Anyone opening a new social media account in the UK will soon have to prove they are over 16 by uploading an ID or passing a face scan, and the rule applies to every new user, not just to children. Prime Minister Keir Starmer set out the plan on June 15, 2026, with regulations due before Christmas 2026 and the rules themselves taking effect in spring 2027.
The mechanism effectively ends anonymous sign-ups on the largest UK social platforms. New users on Instagram, YouTube, TikTok, Snapchat, Facebook, and X will have to clear an age check that uses either an uploaded ID document or a facial age estimation scan.

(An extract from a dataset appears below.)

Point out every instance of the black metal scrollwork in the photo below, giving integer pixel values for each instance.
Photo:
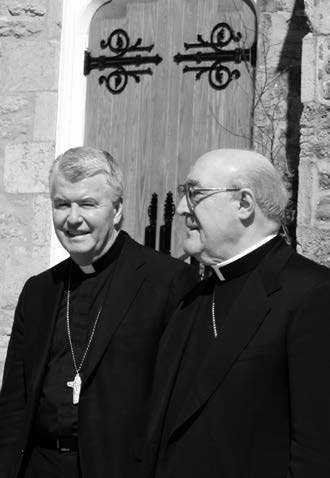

The plan follows Australia's under-16 social media ban, which took effect in December 2025 and was the first of its kind. The UK says it is going further by also pulling in services with "high-risk features" such as livestreaming and stranger contact, with gaming platforms like Roblox called out by name.
The announcement was paired with a political frame from Technology Secretary Liz Kendall, who said "tech giants had their chance and failed." Starmer called the move "a line in the sand" and said it would "give kids their childhood back." The package followed a national consultation that drew more than 116,000 responses from parents, children, and experts. The government says nine in ten parents backed an under-16 ban and that two-thirds of young people surveyed agreed under-16s should be kept off at least some platforms.
Long-standing accounts are largely exempt from the new checks, though the BleepingComputer write-up does not specify a precise cutoff and treats that as a question still to be settled in the regulations due before Christmas. The carve-outs are narrow. WhatsApp, Signal, and YouTube Kids are explicitly outside the rule, alongside a limited set of educational, e-commerce, and music streaming services described in the source as narrowly defined.
Security and privacy experts quoted in the reporting warned that the system has real weaknesses. They said age checks are easy to circumvent, that handing over ID and biometric data to age-verification vendors creates a new breach target, and that the package moved with little political scrutiny. Those are speaker-attributed views in the source material, not an editorial verdict, and the underlying UK government announcement and the consultation figures should be cross-referenced before the specific numbers harden in any standalone claim.
The live questions for the regulations due before Christmas 2026 are practical. What happens to the ID and biometric data after the check? Who audits the age-check vendors, and under what data protection law? What recourse does a wrongly-flagged adult have if a face scan rejects them? And do the narrow carve-outs for messaging, YouTube Kids, and a small set of educational and music services hold up in practice? The child-safety goal is durable political ground; the chosen tool and its oversight are where the policy is now actually being designed.